Integrated Manufacturing and the Future of Predictive Automotive Launch

Integrated Manufacturing and the Future of Predictive Automotive Launch

Guest Author: Zhao Jizheng, Siemens PLM Software

In the automotive industry, there is a growing trend toward an increasing number of product launches on a global scale. Original equipment manufacturers (OEMs) are trying to increase their market share in new regions, and they are looking toward regional production to support this goal. That means that often times the same vehicles are being built in multiple production facilities. But that’s just the beginning of the challenges.

 

In Asia, automakers are under pressure to provide a greater variety of personalized options than ever before. They have to reduce costs to compete in global markets, while accommodating an increasing number of process variations to meet the demands from more consumers. As a result, automotive OEMs face continual pressure to squeeze more time out of schedules that have contracted significantly during the past decade.

 

To meet these challenges, automakers in Asia need to adopt new manufacturing strategies that will allow them to quickly plan and design new processes; accurately assess the impact of changes; rapidly deploy best practices across global operations and better predict the timing, cost and quality of every program launch. Additionally, they must deliver more environmentally-friendly vehicles and build them with more energy-efficient processes.

 

To facilitate these strategies, many leading automakers are implementing a collaborative approach that integrates engineering and manufacturing in the development of the launch process. This approach allows for early access to product engineering data so that manufacturing operations work in parallel and processes can be planned, optimized and validated concurrently with design. An integrated approach increases the efficiency of deploying a modular platform that allows for a more predictable launch operation, and provides management with clear visibility into program performance. This predictive launch approach gives automakers greater confidence that their powertrain, body-in-white (BIW), stamping and final assembly processes will meet delivery expectations, first-time quality goals and program profitability targets.

 

As Asia continues to be the growth engine for the automotive industry with China leaping to number one back in 2009, McKinsey & Company projected that the next 7 years will be profitable for the industry in Asia with emerging markets driving the majority of gains. For these predictions to come true, local automakers need to build a higher impression in both “Brand” and “Quality” to market.

 

Japan and Korea automakers have long been seen on the same pedestal as industry leaders US and Europe. With globalization, new technology and local market requirements are now their key challenges to keep up with the quality expected of them. Examples like the Takata recall hurting Toyota raised a question mark on quality control that is often perceived to have fallen short while meeting international standards of safety and technological advancement. A framework to predict and eliminate these errors before production and full visibility to teams sitting across different geographical locations to access and edit the design data can help avoid such recalls.

 

 

 

Predictive Launches to Manage Growing Complexity

 

A successful launch is measured not only by the execution excellence of the entire manufacturing process, but also the cost and time it took to develop and build it. To be competitive, automakers must master the transition from mass production to mass customization, while fulfilling a variety of local regulations and consistently meeting consumer demand.

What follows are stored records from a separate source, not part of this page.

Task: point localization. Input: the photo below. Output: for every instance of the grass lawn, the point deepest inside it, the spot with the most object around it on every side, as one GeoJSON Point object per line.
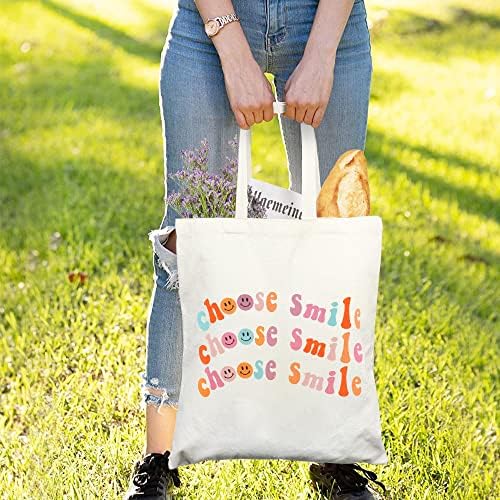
{"type": "Point", "coordinates": [81, 185]}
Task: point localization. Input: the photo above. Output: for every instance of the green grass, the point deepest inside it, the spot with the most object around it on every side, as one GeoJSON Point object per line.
{"type": "Point", "coordinates": [81, 185]}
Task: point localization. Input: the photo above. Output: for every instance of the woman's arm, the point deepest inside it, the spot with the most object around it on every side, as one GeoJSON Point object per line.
{"type": "Point", "coordinates": [250, 93]}
{"type": "Point", "coordinates": [308, 89]}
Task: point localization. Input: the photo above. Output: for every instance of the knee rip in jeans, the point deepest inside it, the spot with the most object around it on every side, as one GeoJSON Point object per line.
{"type": "Point", "coordinates": [166, 259]}
{"type": "Point", "coordinates": [155, 395]}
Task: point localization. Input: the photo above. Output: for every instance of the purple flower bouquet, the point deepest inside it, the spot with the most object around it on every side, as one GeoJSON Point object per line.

New materials and coating technologies create design changes that can have a significant impact on manufacturability, but can be easily missed without an integrated platform for collaboration.

 

In 2010, Swedish-based Volvo Car Corporation (Volvo Cars) was acquired by Zhejiang Geely Holdings Group of China with the aim to establish China as the company’s second biggest market, after the US. As a result, Volvo Cars planned for new plants in China and major investments to contribute to the development of new global car models. To achieve that, the company needed to increase its production line flexibility to support multiple car models and change its engineering processes to support operations as a wholly independent organization. Through the adoption of mixed-model production scenarios and the utilization of manufacturing process management to manage and utilize process variants and changes, Volvo was able to enhance collaboration with manufacturing system suppliers, increase engineering productivity, and significantly reduced time needed to generate shop floor documentation.

 

Automakers need to achieve first-time quality requirements, reduce the time to ramp up and eliminate cost overruns in order to rapidly design, re-use and validate manufacturing processes. Getting all the parameters to the precise required point through trial and error on a virtual platform before implementation has proven critical to the success of automotive OEMs. With the help of integrated manufacturing, companies can optimize the product launch. The predictive launch platform is the catalyst in aiding today’s digitalized world of process management for automakers to compete successfully in the marketplace. Automotive OEMs must operate effectively and efficiently in this manufacturing and production environment while managing the increase in product complexity across the globe.

 

Enhanced Connectedness for Optimized Launch Frameworks

 

Integrated manufacturing helps automakers execute global car programs across the world with maximum efficiency and achieve first-time quality goals. To ensure automakers realize more predictive launches on a global basis, they must establish acollaborative development of manufacturing systems. This includes having a managed environment for early access to product engineering data during manufacturing system development, an integrated validation of manufacturing to optimize process productivity and efficiency, a fast and efficient process development and predictable program performance and profitability. Leading carmakers like BMW are already executing practicesthat employ various cutting edge industrial connectivity tools to achieve better results. They are using predictive analytics for production as well as repair processes.

 

Predictive modelling and analytics have the potential to turn traditional manufacturing frameworks on their heads. Employing technologies like Big Data to mine crucial and timely data to preempt and adjust the design parameters accordingly to swiftly changing specifications and leveraging the Industrial Internet of Things (IIoT) to make sure that each part of the process can talk to the other parts is set to usher in a new phase of launch practices for a number of verticals. The automotive industry stands to gain the most from predictive analytics and companies engaging these easily customizable robust solutions for their launch programs will steer ahead of the competition by achieving unprecedented control and speed for design and production processes while staying highly energy.

Author Bio.

Jizheng Zhao is Marketing Manager in Asia Pacific at Siemens PLM Software, where he is responsible for the Planning and Execution of Automotive Industry Marketing Program and Teamcenter Product Marketing Program in Asia Pacific.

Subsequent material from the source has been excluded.